The agent will prompt you with 4 dialog windows to customize the LVS microservice parameters.

You can cancel the workflow at any time by typing “/cancel” in the pop-up input box.

Scenario

Describe the monitoring context. For example:

warehouse monitoring
Pop-up for scenario input
Events

List events of interest to track. For example:

box falling, accident, person entering restricted area
Pop-up for events input
Objects of Interest

Specify objects to monitor. For example:

forklifts, pallets, workers
Pop-up for objects of interest input
Confirmation

Confirm the prompts by clicking “Submit”.

You can also redo the prompts by typing “/redo” or cancel the workflow by typing “/cancel”.

Pop-up for confirmation

If you did not cancel the workflow, the agent will show the intermediate steps of the agent’s reasoning while the response is being generated and then output the final answer. You can download the report in PDF format by clicking on “PDF Report” in the agent’s response:

Report generated

Step 4: Search for specific events in the Dashboard#

On the left sidebar, click on “Dashboard” to open the elastic dashboard in the main window. From the menu icon, choose the “Discover” tab.

Dashboard tab

Set lvs-events in the Data view dropdown. Here you can see for each query, the events that were detected in the video. When you click on a row item, a panel will open in the right side with details about the backend request and the event.

Discover tab

Step 5: Teardown the Agent#

To teardown the agent, run the following command:

scripts/dev-profile.sh down

This command will stop and remove the agent containers.

Next steps#

Once you’ve familiarized yourself with the long video summarization workflow, you can explore adding other agent workflows, such as search and alerting.
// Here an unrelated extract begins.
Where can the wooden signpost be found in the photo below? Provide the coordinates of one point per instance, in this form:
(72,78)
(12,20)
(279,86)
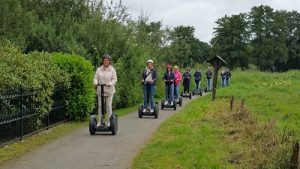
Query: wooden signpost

Additionally, you can dive deeper into the agent tools for video management, report generation, and video understanding.

Known Issues#

  • For OpenAI remote VLM endpoint, please use gpt-4o for now. Other models are not supported yet.

  • Not supported: OpenAI VLM with a build.nvidia.com LLM. When using a build.nvidia.com LLM, do not use an OpenAI VLM or set OPENAI_API_KEY.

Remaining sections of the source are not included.